Approximately 34.2 million Americans suffer from diabetes, a rate experts have attributed to obesity and the high-fat Western diet, but now, new research provides more insight into why Americans tend to eat fattier foods. For decades, a craving for fatty foods was blamed on taste preferences, however, Columbia University researchers found that there might be a connection between your gut and brain that increases a desire for fatty foods.
The study sought to understand how fat consumption interacts with the body and the brain, specifically regarding dietary impulses. The Zuckerman Institute found that when fat enters the intestines it triggers a signal to the brain along neural pathways that increase the body’s craving for fattier foods. Conducted on mice, the Zuckerman Institute examined how fat consumption impacted dietary impulses when presented with unhealthy options, breaking down the myth that cravings are attributed to preferences. By better understanding gut-brain connections, the researchers hope to help tackle rising levels of obesity and diabetes in the United States.
“We live in unprecedented times, in which the overconsumption of fats and sugars is causing an epidemic of obesity and metabolic disorders,” first author Mengtong Li, Ph.D., a postdoctoral researcher in the lab of the Zuckerman Institute’s Charles Zuker, Ph.D., said. “If we want to control our insatiable desire for fat, science is showing us that the key conduit driving these cravings is a connection between the gut and the brain.”
This research follows previous work from the Zuker lab regarding sugar and its addictive qualities.

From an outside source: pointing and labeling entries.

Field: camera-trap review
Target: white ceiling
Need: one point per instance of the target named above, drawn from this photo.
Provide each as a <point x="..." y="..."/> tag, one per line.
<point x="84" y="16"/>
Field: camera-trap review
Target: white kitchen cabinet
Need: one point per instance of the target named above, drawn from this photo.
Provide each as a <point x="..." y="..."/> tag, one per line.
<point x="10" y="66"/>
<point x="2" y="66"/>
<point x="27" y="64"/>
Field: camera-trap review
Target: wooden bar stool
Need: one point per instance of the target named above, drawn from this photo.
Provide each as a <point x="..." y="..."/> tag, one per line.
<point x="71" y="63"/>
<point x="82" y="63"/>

Similarly, the research team found that glucose initiates a gut-brain connection that intensifies the mind’s craving for sugar. Published in Nature, this new study compares the desire for sugar to the insatiable craving for fat.
“Our research is showing that the tongue tells our brain what we like, such as things that taste sweet, salty, or fatty,” Dr. Zuker, a professor of biochemistry and molecular biophysics and of neuroscience at Columbia’s Vagelos College of Physicians and Surgeons, said. “The gut, however, tells our brain what we want, what we need.”

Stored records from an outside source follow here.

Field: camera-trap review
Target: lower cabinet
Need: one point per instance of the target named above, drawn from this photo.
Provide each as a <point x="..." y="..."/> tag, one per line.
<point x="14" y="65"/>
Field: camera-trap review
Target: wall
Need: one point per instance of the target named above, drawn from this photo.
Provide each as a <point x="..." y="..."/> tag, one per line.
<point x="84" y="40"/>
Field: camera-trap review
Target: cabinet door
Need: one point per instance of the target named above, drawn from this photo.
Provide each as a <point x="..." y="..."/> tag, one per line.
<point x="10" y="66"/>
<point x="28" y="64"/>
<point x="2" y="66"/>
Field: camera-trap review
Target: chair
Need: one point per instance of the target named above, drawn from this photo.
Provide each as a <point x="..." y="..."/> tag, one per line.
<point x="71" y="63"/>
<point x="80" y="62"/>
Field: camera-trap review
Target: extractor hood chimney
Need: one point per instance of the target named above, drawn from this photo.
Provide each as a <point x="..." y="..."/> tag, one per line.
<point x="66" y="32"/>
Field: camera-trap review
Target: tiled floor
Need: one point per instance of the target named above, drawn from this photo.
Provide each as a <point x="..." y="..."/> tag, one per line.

The Brain is Addicted to Unhealthy Fats
Li decided to conduct this experiment to explore how mice respond to dietary fat including lipids and fatty acids. The mice were fed bottles with dissolved fats and bottles with sweet substances. Although sweet substances were initially attractive, the mice formed a preference for fatty water instead over a couple of days.
This preliminary work intends to explain how dietary preferences can be formed, resulting in unhealthy habits. Examining the nerve associated with gut and brain communication, Li and her team found that a spike in neural activity when consuming fatty foods.

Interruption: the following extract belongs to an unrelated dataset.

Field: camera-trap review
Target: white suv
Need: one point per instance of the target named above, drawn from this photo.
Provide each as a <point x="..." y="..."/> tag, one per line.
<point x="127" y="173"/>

“These interventions verified that each of these biological steps from the gut to the brain is critical for an animal’s response to fat,” Li said. “These experiments also provide novel strategies for changing the brain’s response to fat and possibly behavior toward food.”
This study provides a foundational understanding of how the body reacts to high-fat foods. The research will require several follow-ups as well as human examination, but the data shows how fat consumption can alter the brain’s cravings. Worldwide, obesity rates have nearly doubled since 1980, making this research all the more urgent.
“This exciting study offers insight about the molecules and cells that compel animals to desire fat,” Dr. Scott Sterson, an uninvolved professor of neuroscience at the University of California, San Diego, commented. “The capability of researchers to control this desire may eventually lead to treatments that may help combat obesity by reducing consumption of high-calorie fatty foods.”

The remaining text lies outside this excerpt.